Shopping lists are crumpled in sweaty hands, it's late, we're all in the grocery store. Finally, there is the special holiday display, like a green bean shrine, on the end of an aisle. We all just stand there in a semicircle, staring for a moment. There are some things that are just hard to cross off a list, if you know what I mean.
As we all shop for and prepare our family's traditional meals, we accept the craziest things. Is there any other time of the year when you would bring such bad food into your home? No. Why do you do it now? Because it's what Grandma used to make. She put marshmallows on yams already whipped with brown sugar. She made gravy from about a quart of the fat that cooked out of the turkey and ladled it over your buttered potatoes. Her stuffing, made out of bread, celery tops and herbs, also expected gravy. (I need to tell you about the Jello salad, but not until the children leave the room. All clear? Lime Jello mixed up with onions, cucumber and mayonnaise. Completely not digestible.) Candied carrots on the side, deviled eggs and Grandma's Waldorf salad (apples, celery, raisins, walnuts, swimming in mayo). Don't forget dessert pumpkin pie made with eggnog and whipped cream on top. Wait, you gotta have pecan pie, too! Have a little piece of both! OK.
We do all this because we really love it. We miss Grandma. I called my sister last night to find out which side of the family the green Jello thing came from. She didn't remember, but we figured it had to be Pop's side, the same place the wilted lettuce came from. Then we recited all the bowls Grandma and Mom used each year for particular dishes. The green olives that no one liked were in one of the little cut glass bowls, same with the tiny gherkins and the cranberry sauce. There were always those red spiced apple rings, but we couldn't place them in the proper serving dish. She brought up the wishbone. You know how the turkey wishbone is carefully removed from the carcass and hung up in the kitchen like a Pagan offering? Weeks later, probably full of e-coli or salmonella, it is quietly tossed because no one wants to touch it to wish on it.
One thing my sister and I both remembered, was the moment when we couldn't eat any more and would tell Mom. She would admonish us to "think of all the starving children. Now clean your plate." OK.

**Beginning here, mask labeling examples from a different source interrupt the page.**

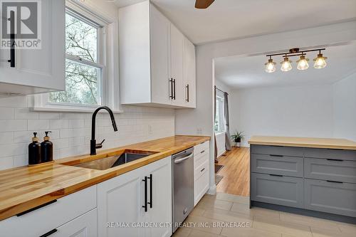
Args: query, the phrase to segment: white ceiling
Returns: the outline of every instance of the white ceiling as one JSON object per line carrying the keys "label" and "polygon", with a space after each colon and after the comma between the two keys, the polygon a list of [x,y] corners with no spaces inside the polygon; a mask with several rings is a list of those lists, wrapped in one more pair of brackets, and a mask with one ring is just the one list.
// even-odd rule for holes
{"label": "white ceiling", "polygon": [[[121,7],[142,0],[114,0]],[[355,0],[216,0],[196,9],[195,0],[152,0],[201,44],[318,26],[356,18]]]}
{"label": "white ceiling", "polygon": [[299,85],[324,85],[340,80],[356,73],[356,44],[327,48],[323,53],[328,57],[327,66],[315,69],[313,58],[318,52],[307,53],[310,59],[309,68],[297,70],[298,57],[290,58],[293,69],[289,72],[281,70],[281,56],[273,57],[277,63],[276,70],[267,73],[264,70],[266,56],[232,56],[215,59],[216,80],[234,89],[266,86],[286,86]]}

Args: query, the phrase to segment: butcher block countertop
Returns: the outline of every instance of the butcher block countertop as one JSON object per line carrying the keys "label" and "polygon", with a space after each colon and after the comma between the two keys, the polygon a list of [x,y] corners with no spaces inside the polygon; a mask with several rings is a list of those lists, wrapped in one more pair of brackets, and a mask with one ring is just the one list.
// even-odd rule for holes
{"label": "butcher block countertop", "polygon": [[356,142],[335,138],[253,136],[248,141],[248,144],[356,150]]}
{"label": "butcher block countertop", "polygon": [[[174,136],[83,155],[55,163],[0,171],[0,220],[63,197],[105,180],[147,165],[187,148],[209,141],[202,136]],[[88,148],[89,151],[89,147]],[[111,157],[124,150],[155,154],[125,164],[98,170],[70,166]]]}

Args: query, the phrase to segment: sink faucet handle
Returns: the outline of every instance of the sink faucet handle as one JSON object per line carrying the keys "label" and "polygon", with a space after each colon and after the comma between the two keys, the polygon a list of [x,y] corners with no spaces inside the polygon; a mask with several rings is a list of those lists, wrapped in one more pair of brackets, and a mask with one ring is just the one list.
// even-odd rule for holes
{"label": "sink faucet handle", "polygon": [[95,147],[97,149],[102,148],[103,147],[103,143],[104,143],[105,141],[105,139],[104,139],[100,143],[97,144],[95,145]]}

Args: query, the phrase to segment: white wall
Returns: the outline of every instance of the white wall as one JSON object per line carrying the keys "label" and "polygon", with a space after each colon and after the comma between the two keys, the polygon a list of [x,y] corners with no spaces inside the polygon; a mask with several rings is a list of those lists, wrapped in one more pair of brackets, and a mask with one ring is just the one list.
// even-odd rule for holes
{"label": "white wall", "polygon": [[258,88],[230,96],[233,132],[253,135],[333,137],[333,86]]}
{"label": "white wall", "polygon": [[333,85],[334,137],[356,142],[356,73]]}
{"label": "white wall", "polygon": [[[31,100],[31,96],[0,98],[0,169],[28,164],[28,145],[33,132],[42,141],[44,132],[52,131],[54,159],[90,152],[91,113],[33,112],[28,108]],[[108,113],[97,116],[96,139],[105,139],[103,149],[174,135],[174,110],[122,109],[123,113],[115,115],[117,132]]]}
{"label": "white wall", "polygon": [[[197,110],[176,112],[176,133],[214,136],[214,58],[279,51],[356,40],[356,21],[299,31],[212,43],[197,47]],[[201,132],[199,132],[201,131]],[[210,170],[214,170],[214,141],[210,143]],[[210,172],[209,193],[216,191]]]}

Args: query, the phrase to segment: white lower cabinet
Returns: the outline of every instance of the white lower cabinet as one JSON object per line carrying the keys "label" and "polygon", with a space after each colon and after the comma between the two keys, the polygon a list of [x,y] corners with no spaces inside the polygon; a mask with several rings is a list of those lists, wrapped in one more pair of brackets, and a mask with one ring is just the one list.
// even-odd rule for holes
{"label": "white lower cabinet", "polygon": [[[95,237],[98,231],[97,209],[77,217],[56,229],[51,237]],[[54,230],[53,230],[54,231]]]}
{"label": "white lower cabinet", "polygon": [[0,221],[0,236],[96,236],[96,197],[94,185],[8,218]]}
{"label": "white lower cabinet", "polygon": [[172,235],[162,226],[172,223],[171,157],[99,184],[98,194],[98,236]]}

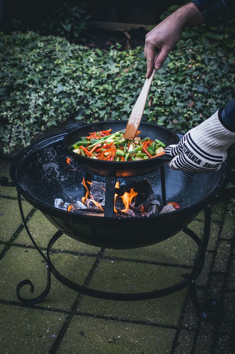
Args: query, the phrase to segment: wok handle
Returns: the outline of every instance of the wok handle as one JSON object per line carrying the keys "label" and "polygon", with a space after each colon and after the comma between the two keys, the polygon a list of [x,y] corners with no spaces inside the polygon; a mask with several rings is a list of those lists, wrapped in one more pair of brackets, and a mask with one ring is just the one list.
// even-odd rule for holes
{"label": "wok handle", "polygon": [[78,129],[78,128],[81,128],[85,125],[87,125],[87,123],[84,123],[84,122],[79,122],[78,123],[72,123],[71,124],[69,124],[66,127],[66,130],[67,132],[70,133],[73,130]]}

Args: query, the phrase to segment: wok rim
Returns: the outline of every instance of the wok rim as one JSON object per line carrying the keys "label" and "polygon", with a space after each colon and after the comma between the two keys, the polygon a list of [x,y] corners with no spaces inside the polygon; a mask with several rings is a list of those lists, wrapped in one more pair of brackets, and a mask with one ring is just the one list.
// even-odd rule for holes
{"label": "wok rim", "polygon": [[[70,154],[71,154],[71,155],[72,155],[72,156],[74,156],[76,157],[77,157],[78,156],[79,156],[80,157],[80,157],[81,157],[81,158],[83,158],[86,159],[86,160],[88,160],[88,161],[89,160],[89,161],[90,161],[90,158],[87,157],[86,156],[81,156],[80,155],[78,155],[77,154],[76,154],[75,153],[74,153],[73,152],[73,151],[72,151],[72,149],[71,149],[71,148],[70,147],[69,147],[69,146],[67,144],[66,144],[65,143],[65,141],[66,140],[66,139],[68,138],[68,137],[69,137],[69,136],[72,133],[74,133],[75,131],[76,131],[76,130],[78,130],[79,129],[82,129],[82,128],[85,127],[89,127],[90,126],[91,126],[91,125],[95,125],[96,124],[103,124],[104,123],[107,124],[108,123],[109,123],[110,122],[111,122],[111,123],[110,123],[110,124],[112,124],[112,122],[115,122],[115,123],[116,123],[116,122],[124,122],[124,123],[125,122],[126,122],[127,123],[127,122],[128,122],[128,120],[112,120],[112,121],[108,121],[108,122],[107,122],[107,121],[106,121],[106,122],[96,122],[95,123],[91,123],[90,124],[87,124],[86,125],[82,126],[81,126],[79,128],[77,128],[76,129],[74,129],[74,130],[72,130],[72,131],[69,132],[68,133],[67,133],[67,134],[66,135],[65,135],[64,137],[64,138],[63,138],[63,145],[64,145],[64,148],[65,149],[66,149],[66,150],[68,152],[69,152]],[[168,129],[167,128],[166,128],[165,127],[163,127],[163,126],[162,126],[161,125],[159,125],[158,124],[153,124],[152,123],[147,123],[147,122],[141,122],[140,124],[146,124],[146,125],[151,125],[151,126],[152,126],[159,127],[161,128],[161,129],[164,129],[165,130],[166,130],[167,131],[170,132],[171,133],[172,133],[173,135],[174,135],[174,136],[175,137],[176,137],[177,139],[178,139],[178,138],[179,137],[178,137],[178,136],[177,135],[177,134],[176,134],[176,133],[175,133],[174,131],[172,131],[171,130],[170,130],[170,129]],[[179,141],[178,142],[179,142],[179,141],[180,141],[180,140],[179,140]],[[159,156],[159,157],[154,158],[154,159],[159,159],[160,160],[165,160],[166,161],[167,160],[171,160],[171,159],[172,158],[172,157],[171,157],[170,156],[165,156],[165,155],[166,155],[166,154],[165,154],[165,155],[162,155],[162,156]],[[141,162],[141,163],[142,163],[142,162],[148,162],[148,163],[149,163],[149,160],[150,160],[150,159],[147,159],[146,160],[142,160],[141,161],[140,161],[139,162]],[[129,163],[133,163],[133,162],[136,162],[135,161],[106,161],[105,160],[95,160],[95,159],[93,159],[93,160],[94,160],[94,161],[102,161],[102,162],[112,162],[112,165],[113,166],[114,165],[115,165],[115,166],[120,166],[120,163],[121,163],[122,162],[123,163],[126,163],[127,162],[128,162]],[[93,162],[93,161],[92,162]],[[97,164],[97,163],[98,163],[98,162],[95,162],[95,163]],[[118,164],[118,165],[117,164]]]}
{"label": "wok rim", "polygon": [[[67,132],[61,132],[51,135],[48,137],[47,137],[46,138],[44,138],[38,140],[28,145],[26,148],[25,148],[24,149],[20,151],[14,158],[11,164],[10,167],[10,176],[14,187],[20,192],[22,195],[23,197],[25,197],[26,200],[31,204],[31,205],[33,205],[33,206],[35,206],[35,204],[39,205],[40,206],[41,206],[43,208],[46,208],[47,210],[51,210],[52,211],[52,213],[53,215],[54,215],[54,212],[55,212],[57,213],[56,217],[59,217],[59,215],[61,216],[63,215],[63,217],[64,217],[63,218],[63,219],[67,219],[69,217],[70,217],[70,219],[71,218],[78,219],[79,218],[81,220],[84,219],[84,221],[86,221],[87,219],[91,220],[93,219],[93,218],[94,218],[95,219],[97,220],[105,220],[106,221],[110,220],[112,221],[113,222],[115,220],[117,221],[117,222],[119,222],[119,221],[121,220],[122,222],[130,222],[131,220],[135,220],[136,222],[137,220],[143,221],[146,220],[148,218],[148,218],[147,217],[145,216],[130,218],[122,218],[120,217],[119,218],[115,217],[105,217],[104,216],[103,217],[99,217],[92,216],[92,217],[91,217],[90,216],[89,216],[89,215],[86,215],[84,214],[80,215],[77,214],[74,214],[70,212],[67,211],[66,210],[63,210],[58,208],[56,208],[52,205],[49,205],[45,203],[44,202],[40,201],[38,199],[37,199],[33,196],[32,196],[28,192],[27,190],[25,190],[23,187],[22,187],[22,185],[20,185],[20,183],[18,182],[16,177],[17,169],[19,164],[20,163],[20,161],[21,161],[21,163],[23,162],[22,158],[25,159],[27,158],[28,155],[30,152],[31,153],[35,153],[37,150],[37,147],[39,148],[39,150],[40,150],[41,147],[40,147],[40,145],[42,144],[43,144],[43,146],[44,147],[44,146],[47,146],[47,145],[49,144],[50,142],[51,141],[51,141],[51,143],[52,143],[62,140],[64,136],[67,134]],[[58,139],[58,138],[59,138]],[[133,162],[134,162],[134,161],[133,161]],[[176,216],[176,215],[179,215],[180,213],[182,213],[184,212],[186,212],[191,209],[193,210],[194,209],[198,209],[200,206],[201,206],[201,207],[200,210],[202,210],[204,207],[203,206],[207,203],[210,202],[210,199],[215,194],[218,193],[219,191],[221,190],[223,187],[224,187],[225,184],[228,178],[228,170],[229,169],[229,163],[226,161],[223,162],[222,164],[221,169],[219,171],[222,171],[222,169],[223,169],[224,170],[224,173],[221,172],[220,178],[217,185],[212,192],[207,196],[206,198],[204,200],[185,207],[183,207],[180,209],[175,210],[174,211],[161,214],[158,214],[154,216],[151,217],[151,218],[153,218],[155,217],[166,218],[169,215],[174,215]],[[94,175],[95,174],[93,173],[92,174]],[[117,178],[118,178],[117,177]],[[33,204],[29,201],[31,201]],[[39,208],[35,206],[35,207],[38,209],[39,210],[40,210],[40,211],[42,211],[41,209],[42,208]],[[43,211],[43,212],[44,212],[45,211]],[[49,215],[52,215],[52,213],[49,213]],[[129,220],[129,221],[127,221],[128,220]]]}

My sister has a high-dollar idea here, so think about it. She says we could hire out to perform a needed holiday dinner service. Just before the meal is ready, we would show up at your home to serve it. We would dish out modest, reasonable portions. Then, while everyone is eating, we would hurry to pack all the remaining food into a hundred small containers and quickly put them in the freezer. Ready for pie? Just a small piece? Here you go. Then, like lightening, all the rest is cut up, wrapped and whisked out of sight. Done. You, the family, can enjoy the evening without having to eat the second and third plateloads of your wonderful holiday fare, but know it is there in your freezer for future dinners. How much would you pay for that? I would consider it a mission of mercy.
I know, I'm stalling. Back at the bean display. Canned green beans, check. Mushroom soup, check. With a big effort, the French fried onions (sort of the cotton candy of the vegetable world, eh?), check. I really don't like the bean thing, but it's tradition. Now, excuse me, I have to beat all these people to the bakery for the pecan pie.